Thus was Quatre Bras occupied on the evening and night of the 15th, not only without orders from Wellington, but contrary to his orders. Had his orders been obeyed, Ney would have found on the next morning no one to oppose him.


NOTE TO CHAPTER VI.

“Almost all historians” says Colonel Maurice,[227] “write as if the occupation of Quatre Bras by Prince Bernhard was a step for which he not only deserves the greatest credit, but one which in itself was sure to be of vast advantage to the English army.” In this opinion Colonel Maurice does not share. We have fully treated of this subject before.[228] All we need say here is to repeat, that the question of the suitableness of Quatre Bras as the point of concentration for the Anglo-Dutch army could not have been considered by the Duke of Wellington at this moment apart from the fact that Marshal Blücher was concentrating his army at Sombreffe; and that, when this fact was ascertained, the Duke must concentrate at Quatre Bras or abandon all hope of assisting his ally. We have also pointed out that the fact that the main French army was opposed to the Prussians constituted this case an exception to the general rule; for, in this instance, ex hypothesi, the Duke would encounter only those troops which Napoleon would feel himself strong enough to detach from his main body.

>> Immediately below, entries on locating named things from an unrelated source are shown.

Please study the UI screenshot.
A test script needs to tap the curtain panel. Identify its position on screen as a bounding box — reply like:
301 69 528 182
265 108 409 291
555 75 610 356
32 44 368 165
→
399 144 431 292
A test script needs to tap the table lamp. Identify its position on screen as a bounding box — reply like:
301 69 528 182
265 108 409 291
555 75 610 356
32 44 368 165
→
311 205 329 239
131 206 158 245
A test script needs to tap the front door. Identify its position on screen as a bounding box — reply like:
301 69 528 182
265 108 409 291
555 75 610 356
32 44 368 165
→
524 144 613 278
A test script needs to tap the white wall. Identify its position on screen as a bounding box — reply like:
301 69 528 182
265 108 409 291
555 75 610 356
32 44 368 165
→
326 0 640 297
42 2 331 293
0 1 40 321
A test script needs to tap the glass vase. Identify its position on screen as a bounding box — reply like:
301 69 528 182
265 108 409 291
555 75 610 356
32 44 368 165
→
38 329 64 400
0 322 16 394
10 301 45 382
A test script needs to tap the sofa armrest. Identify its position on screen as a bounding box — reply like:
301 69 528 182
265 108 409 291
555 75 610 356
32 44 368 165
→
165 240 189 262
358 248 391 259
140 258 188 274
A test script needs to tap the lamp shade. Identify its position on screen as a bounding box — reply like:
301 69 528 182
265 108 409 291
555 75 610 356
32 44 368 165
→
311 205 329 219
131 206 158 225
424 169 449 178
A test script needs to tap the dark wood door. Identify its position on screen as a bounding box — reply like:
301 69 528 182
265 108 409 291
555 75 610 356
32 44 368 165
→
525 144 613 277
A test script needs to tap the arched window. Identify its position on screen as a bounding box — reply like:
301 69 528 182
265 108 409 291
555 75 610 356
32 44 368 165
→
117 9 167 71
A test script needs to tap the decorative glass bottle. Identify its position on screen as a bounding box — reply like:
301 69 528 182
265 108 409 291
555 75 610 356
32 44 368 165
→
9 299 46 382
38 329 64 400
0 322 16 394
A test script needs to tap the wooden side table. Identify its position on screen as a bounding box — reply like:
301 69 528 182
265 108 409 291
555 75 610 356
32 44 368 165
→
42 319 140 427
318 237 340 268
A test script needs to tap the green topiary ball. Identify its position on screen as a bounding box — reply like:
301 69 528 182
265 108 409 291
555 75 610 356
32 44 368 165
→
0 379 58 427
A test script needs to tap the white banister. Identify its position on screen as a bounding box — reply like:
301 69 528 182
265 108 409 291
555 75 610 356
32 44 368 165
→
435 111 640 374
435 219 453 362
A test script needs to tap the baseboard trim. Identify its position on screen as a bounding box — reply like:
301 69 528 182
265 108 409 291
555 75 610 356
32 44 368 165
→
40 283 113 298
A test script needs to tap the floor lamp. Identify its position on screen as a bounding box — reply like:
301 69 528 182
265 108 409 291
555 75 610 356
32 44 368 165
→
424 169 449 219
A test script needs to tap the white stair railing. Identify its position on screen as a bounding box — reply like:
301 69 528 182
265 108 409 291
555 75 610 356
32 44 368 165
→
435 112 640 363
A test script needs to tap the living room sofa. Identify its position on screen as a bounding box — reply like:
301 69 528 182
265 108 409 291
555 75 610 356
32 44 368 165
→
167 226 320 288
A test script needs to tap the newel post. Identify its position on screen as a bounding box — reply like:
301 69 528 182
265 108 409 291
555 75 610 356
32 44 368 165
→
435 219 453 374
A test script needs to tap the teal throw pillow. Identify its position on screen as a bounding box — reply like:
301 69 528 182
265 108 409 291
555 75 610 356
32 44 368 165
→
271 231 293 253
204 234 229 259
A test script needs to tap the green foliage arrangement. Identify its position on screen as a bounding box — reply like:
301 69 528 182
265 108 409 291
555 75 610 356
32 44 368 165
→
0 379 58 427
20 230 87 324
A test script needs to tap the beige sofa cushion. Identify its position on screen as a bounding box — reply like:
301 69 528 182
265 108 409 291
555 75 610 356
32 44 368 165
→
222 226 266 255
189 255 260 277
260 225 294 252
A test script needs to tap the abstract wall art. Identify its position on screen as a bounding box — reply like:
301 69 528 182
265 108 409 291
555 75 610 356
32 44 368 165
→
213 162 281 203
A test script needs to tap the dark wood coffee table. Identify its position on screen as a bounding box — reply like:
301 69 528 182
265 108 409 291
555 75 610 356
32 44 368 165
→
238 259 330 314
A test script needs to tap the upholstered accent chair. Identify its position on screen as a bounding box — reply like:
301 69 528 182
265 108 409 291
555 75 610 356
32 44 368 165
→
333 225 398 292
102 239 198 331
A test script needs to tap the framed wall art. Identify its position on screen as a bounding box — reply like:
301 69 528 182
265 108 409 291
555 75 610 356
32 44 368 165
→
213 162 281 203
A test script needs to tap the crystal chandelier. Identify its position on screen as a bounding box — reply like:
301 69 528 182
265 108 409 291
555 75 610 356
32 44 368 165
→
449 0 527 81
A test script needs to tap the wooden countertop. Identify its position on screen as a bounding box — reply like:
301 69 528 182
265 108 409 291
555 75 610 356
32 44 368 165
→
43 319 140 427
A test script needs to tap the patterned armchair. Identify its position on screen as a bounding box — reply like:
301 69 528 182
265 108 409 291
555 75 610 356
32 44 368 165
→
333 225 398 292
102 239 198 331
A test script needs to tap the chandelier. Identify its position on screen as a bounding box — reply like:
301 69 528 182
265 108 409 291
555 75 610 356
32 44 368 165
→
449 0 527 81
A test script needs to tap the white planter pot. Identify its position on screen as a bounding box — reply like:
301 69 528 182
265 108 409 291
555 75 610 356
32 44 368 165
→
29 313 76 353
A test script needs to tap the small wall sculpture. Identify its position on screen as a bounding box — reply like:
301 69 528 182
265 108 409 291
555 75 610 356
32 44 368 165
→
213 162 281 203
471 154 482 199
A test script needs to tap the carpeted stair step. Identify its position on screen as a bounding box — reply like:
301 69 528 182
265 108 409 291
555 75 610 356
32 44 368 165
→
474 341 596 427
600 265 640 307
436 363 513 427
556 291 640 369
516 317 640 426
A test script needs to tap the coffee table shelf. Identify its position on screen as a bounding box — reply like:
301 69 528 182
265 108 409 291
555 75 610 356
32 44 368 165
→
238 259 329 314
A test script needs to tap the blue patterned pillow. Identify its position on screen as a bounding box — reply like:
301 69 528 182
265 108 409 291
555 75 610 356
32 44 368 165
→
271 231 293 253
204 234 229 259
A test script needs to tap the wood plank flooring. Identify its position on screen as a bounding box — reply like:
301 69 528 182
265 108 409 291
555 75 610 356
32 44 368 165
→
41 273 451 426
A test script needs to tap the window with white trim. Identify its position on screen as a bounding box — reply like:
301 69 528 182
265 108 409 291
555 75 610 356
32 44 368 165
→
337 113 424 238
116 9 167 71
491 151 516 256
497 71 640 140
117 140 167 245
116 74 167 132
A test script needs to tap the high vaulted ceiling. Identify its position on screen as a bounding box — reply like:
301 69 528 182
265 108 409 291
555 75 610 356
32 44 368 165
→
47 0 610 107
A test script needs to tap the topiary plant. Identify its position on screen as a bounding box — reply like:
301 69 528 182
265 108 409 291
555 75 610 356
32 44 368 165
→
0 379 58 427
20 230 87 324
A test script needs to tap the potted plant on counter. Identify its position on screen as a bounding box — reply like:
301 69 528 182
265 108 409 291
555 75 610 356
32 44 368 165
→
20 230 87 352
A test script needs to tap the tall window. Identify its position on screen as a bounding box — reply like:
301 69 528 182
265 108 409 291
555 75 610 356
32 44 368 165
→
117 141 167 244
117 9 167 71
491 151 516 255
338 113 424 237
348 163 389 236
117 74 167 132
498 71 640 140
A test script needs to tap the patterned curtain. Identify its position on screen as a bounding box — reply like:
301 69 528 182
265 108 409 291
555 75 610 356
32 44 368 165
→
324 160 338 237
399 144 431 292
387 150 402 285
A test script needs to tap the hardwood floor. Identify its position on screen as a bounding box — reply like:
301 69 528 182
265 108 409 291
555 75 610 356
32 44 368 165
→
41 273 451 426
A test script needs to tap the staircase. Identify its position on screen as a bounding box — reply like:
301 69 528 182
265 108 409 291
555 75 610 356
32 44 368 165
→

If we are right in this contention, therefore, then the Dutch-Belgian generals,—Constant Rebecque, Perponcher, and the Prince of Saxe Weimar,—having learned the situation of the French and Prussian armies before the Duke heard of it, did what Wellington, had he known what they knew, would have ordered to be done.[229] And it may be added, that we fully concur in the commendation which has so generally been awarded to them for their prompt and vigorous action.


CHAPTER VII.
THE MORNING OF THE SIXTEENTH OF JUNE: WELLINGTON.

The Duke of Wellington, as we have seen, did not decide on ordering a general concentration of his army at Quatre Bras until the early morning hours of the 16th of June.